The plants are one strategy by both countries to wean themselves from the drought-prone Colorado River, which flows 1,450 miles from the Rocky Mountains to the Sea of Cortez. Decades of friction over the Colorado, in fact, are said to be a hurdle to current desalination negotiations.
The proposed plants have also sparked concerns that American water interests looking to Mexico are simply trying to dodge U.S. environmental reviews and legal challenges.
Desalination plants can blight coastal landscapes, sucking in and killing fish eggs and larvae. They require massive amounts of electricity and dump millions of gallons of brine back into the ocean that can, if not properly disposed, also be harmful to fish.
But desalination has helped quench demand in Australia, Saudi Arabia and other countries lacking fresh water....
Water agencies that supply much of Southern California, Phoenix, Las Vegas and Tijuana, Mexico, are pursuing the plant that would produce 50 million gallons a day in Rosarito near an existing electricity plant.
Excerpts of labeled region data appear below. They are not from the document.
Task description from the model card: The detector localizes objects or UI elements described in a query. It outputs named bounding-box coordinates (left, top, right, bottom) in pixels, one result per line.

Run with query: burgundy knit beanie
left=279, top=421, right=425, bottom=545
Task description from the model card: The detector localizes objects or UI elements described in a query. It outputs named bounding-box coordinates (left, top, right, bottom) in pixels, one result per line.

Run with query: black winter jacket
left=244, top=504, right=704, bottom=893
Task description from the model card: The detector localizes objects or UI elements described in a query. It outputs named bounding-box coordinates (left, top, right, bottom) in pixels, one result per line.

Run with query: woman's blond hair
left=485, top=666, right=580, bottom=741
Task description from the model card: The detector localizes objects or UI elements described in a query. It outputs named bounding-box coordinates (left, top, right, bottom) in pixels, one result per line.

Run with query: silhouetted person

They commissioned a study last year that found no fatal flaws and ordered another one that will include a cost estimate, with an eye toward starting operations in three to five years.
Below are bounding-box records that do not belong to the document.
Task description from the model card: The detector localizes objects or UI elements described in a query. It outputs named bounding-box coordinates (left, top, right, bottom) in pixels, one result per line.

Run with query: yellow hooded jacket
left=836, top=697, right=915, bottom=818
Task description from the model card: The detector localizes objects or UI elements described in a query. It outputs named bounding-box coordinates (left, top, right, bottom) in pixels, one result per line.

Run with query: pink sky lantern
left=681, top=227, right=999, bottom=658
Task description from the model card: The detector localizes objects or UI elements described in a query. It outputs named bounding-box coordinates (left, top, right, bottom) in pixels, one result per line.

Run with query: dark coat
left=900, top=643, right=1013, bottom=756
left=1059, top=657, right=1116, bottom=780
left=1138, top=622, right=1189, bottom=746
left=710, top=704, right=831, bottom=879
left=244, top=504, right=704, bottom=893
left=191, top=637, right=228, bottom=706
Potential disagreements between the two countries include how the new water stores will be used.
The U.S. agencies want to consider helping pay for the plant and letting Mexico keep the water for booming areas of Tijuana and Rosarito. In exchange, Mexico would surrender some of its allotment from the Colorado River, sparing the cost of laying pipes from the plant to California.
Mexico would never give up water from the Colorado, which feeds seven western U.S. states and northwest Mexico, said Jose Gutierrez, assistant director for binational affairs at Mexico's National Water Commission. Mexico's rights are enshrined in a 1944 treaty.
"The treaty carries great significance in our country. We have to protect it fiercely," Gutierrez said.
The San Diego County Water Authority is also considering a plant at Southern California's Camp Pendleton that would produce up to 150 million gallons a day. Poseidon wants to build one in Huntington Beach, near Los Angeles, that would churn out 50 million gallons a day. Those ideas face significant challenges....
The San Diego agency wants to get 10 percent of the region's water from desalination by 2020 as a way to lessen its dependence on the Colorado River, which is connected by aqueduct about 200 miles away. Tijuana also wants to rely less on the river, a priority that gained urgency after a 2010 earthquake knocked out its aqueduct for about three weeks.